- Born: 1 July 1919 Norderhov, Norway
- Died: 14 July 1989 (aged 70)
- Education: University of Oslo; University of Minnesota; Paris-Sorbonne University;
- Occupations: Pharmacist, drug expert and inventor
- Awards: Order of St. Olav

= Olav Brænden =

Norwegian pharmacist, drug expert and inventor

Olav Johan Brænden (1 July 1919 – 14 July 1989) was a Norwegian pharmacist, drug expert and inventor. He led the construction and operation of the central laboratory for drug research at the United Nations Office at Geneva. He is also associated with his development of the patented medicine Brændens nesedråper (nose droplets).

He was born at Norderhov (now Ringerike) in Buskerud, Norway. He was the son of Johan Brandenen (1869-1952) and Anne Juvkam (1873-1953). During the 1950s his interests centered on drug-related questions.
Brænden studied pharmacy at the University of Oslo, and graduated as pharmaceutical chemist in 1942. During the German occupation of Norway, he was arrested in 1944 for involvement in illegal work and led to Grini where he remained until the end of World War II.

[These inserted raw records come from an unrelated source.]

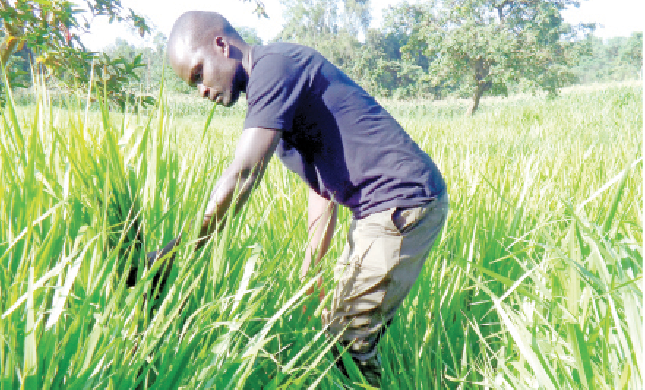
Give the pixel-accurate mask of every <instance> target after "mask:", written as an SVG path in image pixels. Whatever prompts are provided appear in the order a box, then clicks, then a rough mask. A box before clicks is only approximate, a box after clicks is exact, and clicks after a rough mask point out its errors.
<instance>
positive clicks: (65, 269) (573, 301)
mask: <svg viewBox="0 0 645 390" xmlns="http://www.w3.org/2000/svg"><path fill="white" fill-rule="evenodd" d="M161 101H162V104H160V105H159V106H157V107H156V109H155V110H153V111H152V112H146V113H138V114H134V113H131V114H126V115H121V114H116V113H113V112H110V110H108V109H107V108H105V107H98V108H92V109H88V108H87V107H86V105H85V101H84V100H83V99H82V98H74V97H70V98H69V99H68V100H66V101H65V105H64V106H63V107H58V106H54V105H53V104H52V103H51V101H50V99H49V95H48V91H47V90H46V89H45V88H44V87H40V88H38V89H37V90H36V91H35V92H34V95H33V104H31V105H29V106H26V107H22V106H21V107H18V106H16V105H15V104H12V103H11V101H9V102H8V103H7V105H6V106H5V107H4V109H3V111H2V122H1V123H0V147H1V150H0V155H1V156H2V157H1V158H0V197H1V198H0V316H1V317H0V388H1V389H12V388H25V389H32V388H141V389H147V388H179V387H184V388H212V387H215V388H229V387H230V388H260V387H261V386H262V387H263V388H264V389H275V388H285V389H286V388H307V387H310V388H330V389H331V388H342V387H343V384H344V385H346V386H348V387H351V388H358V387H360V383H361V382H362V378H361V377H360V375H359V374H358V371H357V370H356V369H355V367H351V368H353V369H350V374H351V375H352V379H351V380H347V379H345V378H344V377H343V376H342V375H341V374H340V373H339V372H338V371H337V370H336V368H335V367H334V363H333V357H332V354H331V353H330V352H329V348H330V346H331V343H332V342H333V340H328V339H327V338H326V336H325V334H324V332H323V329H322V326H321V322H320V319H319V314H320V312H321V310H322V308H323V307H324V306H325V305H327V304H328V303H329V298H330V297H329V295H328V296H327V299H326V300H325V301H324V302H323V303H322V304H320V305H319V304H318V302H317V299H315V298H314V297H315V296H317V295H318V294H317V293H316V294H313V295H312V296H311V297H310V296H307V295H306V294H305V291H306V290H307V289H308V287H309V286H311V285H312V284H314V280H315V278H312V279H311V280H310V281H307V282H306V283H304V284H302V283H300V281H299V279H298V270H299V268H300V262H301V260H302V258H303V255H304V249H305V246H306V240H307V234H306V229H305V223H306V204H307V199H306V191H305V187H304V184H303V183H301V182H300V181H299V179H298V178H297V177H296V176H295V175H294V174H292V173H290V172H288V171H287V170H286V169H285V168H284V167H283V166H281V165H280V163H279V161H277V159H274V161H272V162H271V165H270V167H269V169H268V171H267V173H266V175H265V180H264V181H263V182H262V183H261V184H260V185H259V186H258V188H257V189H256V190H255V192H254V194H253V195H252V198H251V201H250V202H249V204H248V205H247V206H246V207H245V208H244V210H243V211H242V212H241V213H240V215H238V216H236V217H235V218H233V219H232V220H231V223H229V225H228V226H227V227H226V229H225V230H224V231H223V232H222V233H221V234H219V235H218V236H217V237H215V238H213V239H212V240H210V242H209V243H208V245H206V246H205V247H204V248H202V249H200V250H199V251H197V252H195V251H194V250H193V247H194V246H193V245H192V244H193V242H194V238H195V237H196V236H197V231H196V229H195V226H193V225H191V224H190V222H189V221H191V220H192V219H193V218H197V219H199V218H200V216H201V215H202V213H203V210H204V207H205V205H206V202H207V198H208V194H209V193H210V190H211V188H212V186H213V184H214V182H215V181H216V179H217V177H218V173H219V172H221V171H222V170H223V168H224V167H225V166H226V164H227V162H228V161H230V160H231V157H232V153H233V151H234V147H235V140H236V138H237V135H239V133H240V131H241V126H242V123H243V119H244V110H243V109H239V108H237V109H234V110H233V111H226V109H224V108H221V107H217V108H216V109H214V111H212V112H209V111H208V110H205V111H204V109H203V108H199V109H196V111H195V112H191V110H190V108H189V107H190V106H189V105H187V104H184V105H182V104H179V103H176V102H175V103H172V104H170V103H169V104H163V102H168V101H171V102H174V101H173V100H172V99H170V98H165V97H164V98H162V99H161ZM642 101H643V97H642V85H640V84H637V85H627V86H606V87H604V88H601V89H595V90H588V89H572V90H569V91H567V93H566V94H564V95H563V96H561V97H560V98H557V99H553V100H549V99H546V98H541V97H519V98H511V99H490V100H484V101H483V103H482V108H481V111H480V112H479V113H478V114H477V115H475V116H474V117H472V118H465V117H463V116H462V115H461V114H460V112H461V106H459V103H458V102H453V103H432V102H415V104H411V103H394V102H392V103H390V102H386V107H387V108H388V109H389V110H390V112H391V113H392V114H393V115H394V116H395V117H397V119H399V120H400V121H401V123H402V124H403V126H404V127H405V128H406V129H407V130H408V131H409V132H410V133H411V135H412V136H413V138H414V139H415V140H417V142H418V143H419V144H420V145H421V147H422V148H423V149H424V150H426V151H427V152H428V153H429V154H430V155H431V156H432V157H433V159H434V160H435V161H436V162H437V164H438V166H439V167H440V168H441V170H442V172H443V173H444V175H445V178H446V181H447V183H448V186H449V193H450V199H451V211H450V215H449V219H448V223H447V226H446V228H445V229H444V231H443V233H442V235H441V237H440V240H438V242H437V243H436V244H435V248H434V250H433V251H432V253H431V255H430V256H429V258H428V261H427V263H426V266H425V268H424V271H423V274H422V275H421V276H420V279H419V281H418V283H417V284H416V286H415V287H414V289H413V290H412V292H411V294H410V296H409V297H408V299H406V301H405V302H404V304H403V306H402V307H401V309H400V311H399V313H398V316H397V317H396V319H395V321H394V323H393V325H392V327H391V329H390V331H389V332H388V333H387V335H386V336H385V337H384V338H383V339H382V342H381V344H380V351H381V355H382V360H383V365H384V373H383V380H384V387H385V388H389V389H397V388H400V389H413V388H444V387H445V388H481V387H490V388H538V387H539V388H547V389H551V388H563V389H568V388H580V387H583V388H611V389H624V388H628V389H637V388H639V387H640V385H641V384H642V382H643V378H644V374H645V373H644V372H643V369H644V368H645V366H644V363H643V361H642V359H643V354H642V346H643V340H642V332H641V330H642V322H643V317H642V314H641V313H642V304H643V290H642V287H643V283H642V260H643V252H642V243H643V220H642V215H643V210H642V205H643V192H642V190H643V184H642V179H643V174H642V167H643V160H642V131H643V127H642V126H643V116H642ZM187 107H188V108H187ZM202 111H203V112H202ZM457 113H459V114H457ZM199 114H203V115H199ZM349 217H350V215H349V213H348V212H347V211H346V210H341V213H340V223H339V226H338V228H337V229H338V231H337V233H336V235H335V238H334V243H333V245H332V249H331V250H330V253H329V254H328V255H327V257H326V259H325V260H324V266H323V267H322V269H321V272H322V273H323V274H324V275H325V291H331V290H332V277H331V268H332V264H333V263H334V260H335V257H336V256H338V255H339V254H340V251H341V250H342V246H343V244H344V235H345V234H346V231H347V227H348V226H347V225H348V223H347V222H348V220H349ZM179 233H182V234H183V237H185V239H184V240H183V241H182V244H181V246H180V247H179V251H178V254H177V258H176V261H175V264H174V267H173V268H172V270H171V272H170V277H169V281H168V283H167V285H166V287H165V289H163V291H160V292H158V294H156V292H155V291H151V288H152V287H153V286H152V278H153V276H154V274H155V272H156V271H157V270H158V267H159V265H157V266H155V269H152V270H150V269H145V267H143V264H144V255H145V252H146V251H151V250H154V249H157V248H158V247H159V246H160V245H162V244H163V243H165V242H167V241H168V240H170V239H171V238H172V237H174V236H176V235H177V234H179ZM132 265H135V266H138V265H140V266H139V267H138V268H139V271H138V272H139V274H138V278H139V282H138V283H137V285H136V286H135V287H132V288H128V287H127V286H126V283H125V279H124V278H123V275H124V273H125V272H127V270H128V269H129V267H130V266H132ZM153 298H154V299H153ZM304 305H306V307H307V308H306V310H305V311H304V313H303V306H304ZM365 386H367V385H365Z"/></svg>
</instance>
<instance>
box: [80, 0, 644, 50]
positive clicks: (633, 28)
mask: <svg viewBox="0 0 645 390" xmlns="http://www.w3.org/2000/svg"><path fill="white" fill-rule="evenodd" d="M371 2H372V8H373V10H372V19H373V20H372V24H371V25H372V27H377V26H379V25H380V23H381V10H382V9H383V8H387V6H388V5H394V4H397V3H398V2H399V0H371ZM122 4H123V6H124V7H132V8H133V9H135V10H136V11H138V12H139V13H141V14H143V15H145V16H146V17H148V20H149V21H150V22H151V24H152V25H153V26H154V27H156V28H157V29H158V30H159V31H161V32H162V33H164V34H165V35H166V36H167V35H168V34H169V33H170V29H171V28H172V24H173V23H174V21H175V20H176V19H177V18H178V17H179V15H181V14H182V13H184V12H186V11H191V10H201V11H217V12H219V13H221V14H222V15H224V17H226V18H227V19H228V20H229V21H230V22H231V24H233V25H234V26H247V27H254V28H255V29H256V31H257V32H258V35H259V36H260V38H262V39H263V40H264V42H267V41H269V40H270V39H272V38H274V37H275V36H276V35H277V34H278V33H279V32H280V30H281V28H282V22H283V21H282V6H281V5H280V0H264V5H265V8H266V12H267V14H268V15H269V19H266V18H262V19H258V17H257V16H256V15H254V14H252V12H253V10H254V1H252V0H251V1H249V0H246V1H242V0H183V1H181V0H180V1H177V0H122ZM563 15H564V18H565V21H566V22H568V23H573V24H576V23H581V22H584V23H598V24H599V27H598V29H597V30H596V36H599V37H603V38H610V37H615V36H629V35H630V34H631V33H632V32H634V31H643V27H644V24H645V1H643V0H582V1H581V5H580V8H571V9H568V10H565V12H564V14H563ZM117 37H121V38H123V39H126V40H128V41H130V42H132V43H134V44H137V45H138V44H145V42H143V41H142V40H141V39H140V38H137V37H138V36H137V35H136V34H132V33H131V32H129V31H128V28H127V27H125V26H121V25H116V24H109V23H107V20H106V19H105V18H99V19H97V20H96V21H95V22H94V23H93V25H92V33H91V34H90V35H88V36H85V37H83V42H84V43H85V44H86V45H87V46H88V48H89V49H90V50H100V49H102V48H103V47H105V46H108V45H110V44H113V43H114V41H115V39H116V38H117ZM151 39H152V38H151V37H149V38H148V39H147V40H148V41H151Z"/></svg>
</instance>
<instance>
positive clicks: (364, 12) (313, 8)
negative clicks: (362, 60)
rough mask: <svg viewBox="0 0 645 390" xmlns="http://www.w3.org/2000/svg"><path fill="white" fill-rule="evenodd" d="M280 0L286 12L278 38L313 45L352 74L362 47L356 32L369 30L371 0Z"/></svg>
mask: <svg viewBox="0 0 645 390" xmlns="http://www.w3.org/2000/svg"><path fill="white" fill-rule="evenodd" d="M281 3H282V5H283V6H284V7H285V9H286V10H287V13H286V14H285V15H284V19H285V24H284V27H283V29H282V31H281V32H280V34H279V35H278V37H277V38H276V39H277V40H278V41H285V42H298V43H301V44H303V45H307V46H310V47H313V48H314V49H316V50H318V51H319V52H320V53H322V54H323V55H324V56H325V57H326V58H327V59H329V60H330V61H331V62H332V63H334V64H335V65H337V66H338V67H340V68H342V69H343V70H345V71H346V72H347V73H350V75H351V69H352V68H353V61H354V60H355V58H356V55H355V53H356V52H357V51H358V50H359V49H360V46H361V45H360V42H359V40H358V35H357V34H358V32H360V31H366V30H367V26H368V25H369V0H310V1H301V0H281ZM341 6H342V7H341ZM356 23H358V25H357V24H356Z"/></svg>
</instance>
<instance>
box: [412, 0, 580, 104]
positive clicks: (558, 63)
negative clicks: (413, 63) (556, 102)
mask: <svg viewBox="0 0 645 390" xmlns="http://www.w3.org/2000/svg"><path fill="white" fill-rule="evenodd" d="M571 5H578V2H576V1H575V0H530V1H526V0H446V1H439V0H433V1H431V2H430V3H429V4H426V5H425V7H426V12H424V18H423V20H422V21H421V23H420V25H419V28H418V34H415V35H414V37H413V38H412V39H411V40H410V42H409V43H408V45H406V49H407V50H419V49H420V48H423V49H424V50H425V53H426V55H427V56H428V57H429V58H431V59H432V62H431V64H430V70H429V73H430V75H429V76H430V81H431V83H432V84H433V85H435V86H441V87H452V88H454V87H456V86H458V87H460V88H461V89H462V90H463V91H462V92H463V93H465V94H467V95H468V96H471V97H472V99H473V102H472V105H471V107H470V108H469V110H468V114H470V115H472V114H473V113H474V112H475V111H476V110H477V108H478V107H479V101H480V99H481V97H482V95H483V94H484V93H485V92H490V93H493V94H507V93H508V87H509V85H510V84H512V83H514V82H518V81H520V80H523V81H524V82H526V83H527V84H528V85H530V86H531V88H532V89H536V88H542V89H544V90H546V91H548V92H549V93H550V94H551V95H555V94H557V92H558V90H559V88H560V87H562V86H563V85H566V84H567V83H568V82H570V81H571V80H572V78H573V73H572V72H571V65H573V64H575V63H576V62H577V61H578V59H579V56H578V55H577V54H576V52H574V51H571V50H570V49H571V48H572V47H573V43H574V42H575V40H576V37H577V36H578V34H579V33H582V35H585V34H587V33H588V32H589V31H591V27H592V26H588V25H582V26H579V27H578V28H573V27H572V26H569V25H567V24H565V23H563V19H562V16H561V11H562V10H564V9H565V8H566V7H568V6H571Z"/></svg>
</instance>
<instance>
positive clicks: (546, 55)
mask: <svg viewBox="0 0 645 390" xmlns="http://www.w3.org/2000/svg"><path fill="white" fill-rule="evenodd" d="M469 1H470V2H469V6H468V7H466V6H460V5H459V4H461V3H459V1H458V0H445V1H441V2H439V1H427V2H423V3H419V4H408V3H406V2H403V3H401V4H399V5H397V6H395V7H389V8H388V9H386V10H384V14H383V23H382V25H381V27H380V28H377V29H374V28H368V26H369V22H370V19H371V15H370V2H369V0H351V1H350V0H308V1H304V0H282V3H283V5H284V9H285V10H286V11H285V14H284V15H283V19H284V20H285V24H284V26H283V29H282V31H281V32H280V34H278V36H277V37H276V38H275V41H284V42H297V43H302V44H305V45H308V46H312V47H314V48H316V49H317V50H318V51H320V52H321V53H322V54H323V55H325V56H326V57H327V58H328V59H329V60H330V61H331V62H333V63H334V64H336V65H337V66H339V67H340V68H341V69H342V70H343V71H345V72H346V73H347V74H348V75H349V76H350V77H352V78H353V79H354V80H356V81H357V82H358V83H359V84H360V85H362V86H363V87H364V88H365V89H366V90H367V91H368V92H370V93H372V94H373V95H376V96H382V97H391V98H395V99H407V98H427V99H442V98H446V97H453V96H454V97H461V98H472V99H473V105H472V107H471V109H470V110H469V112H471V113H472V112H474V111H475V110H476V109H477V106H478V103H479V99H480V98H481V97H482V96H484V95H508V94H509V93H515V92H530V91H536V90H545V91H547V92H549V93H550V94H557V93H558V90H559V89H560V88H562V87H564V86H568V85H574V84H587V83H594V82H612V81H623V80H634V79H640V78H641V77H642V74H643V52H642V49H643V33H642V32H638V33H633V34H632V35H631V36H630V37H617V38H611V39H608V40H602V39H600V38H597V37H594V35H593V31H594V28H595V27H594V26H593V25H578V26H573V25H569V24H566V23H564V20H563V18H562V17H561V11H562V10H563V9H564V7H567V6H573V5H574V3H573V1H572V0H540V1H537V2H529V3H527V2H523V1H514V0H506V1H504V2H501V3H500V2H499V1H493V0H469ZM458 3H459V4H458ZM471 3H472V4H471ZM239 32H240V33H241V35H242V36H243V37H244V38H245V39H246V41H247V42H248V43H250V44H262V43H263V42H262V40H261V39H260V38H259V37H258V34H257V31H255V29H253V28H248V27H241V28H239ZM166 41H167V37H165V36H164V35H163V34H161V33H157V35H156V36H155V37H154V40H153V42H154V44H153V45H152V46H151V47H134V46H133V45H131V44H129V43H128V42H126V41H125V40H123V39H117V40H116V41H115V42H114V44H113V45H111V46H109V47H107V48H106V49H105V50H104V51H105V53H106V54H108V55H109V56H110V57H122V58H124V59H127V60H129V61H132V60H133V59H135V58H137V56H141V57H140V63H141V64H142V65H143V66H140V67H138V68H136V69H135V70H134V73H135V74H136V76H137V78H138V79H137V78H130V79H129V81H128V87H129V88H130V89H131V90H132V91H135V92H136V93H138V94H145V95H153V96H154V95H156V94H157V93H158V90H159V89H160V87H161V83H162V79H163V80H164V90H165V91H166V92H170V93H190V92H192V90H191V88H189V87H188V86H187V85H186V84H185V83H183V82H182V81H181V80H180V79H178V78H177V76H176V75H175V74H174V72H173V71H172V70H171V69H170V67H169V66H168V64H167V61H166V58H165V46H166ZM264 43H266V42H264ZM22 58H24V59H25V60H24V61H26V58H28V57H27V56H23V57H22ZM19 62H20V61H19V60H18V61H17V63H16V64H15V66H16V69H19V70H22V71H24V70H26V69H27V68H28V67H27V66H25V64H24V63H23V64H22V65H20V63H19ZM23 80H24V83H26V84H28V83H29V78H28V76H26V77H25V78H24V79H23Z"/></svg>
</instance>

In 1947, he went to the University of Minnesota where he graduated in 1950. He worked on drug issues at the National Institute of Health in Bethesda, Maryland from 1951 until 1953. He then was Social Affairs Officer at the United Nations headquarters in New York City for two years. He subsequently studied at the Paris-Sorbonne University in Paris and at the Institute de la Médecine Tropicale in Bondy. From 1955 he led the development of the United Nations drug laboratory in Geneva. He served as Director of the laboratory and was also head of the United Nations Research Program on Drugs until his retirement in 1979.

He was decorated Knight, First Class of the Order of St. Olav in 1980. He was made a member of the Norwegian Academy of Sciences from 1983.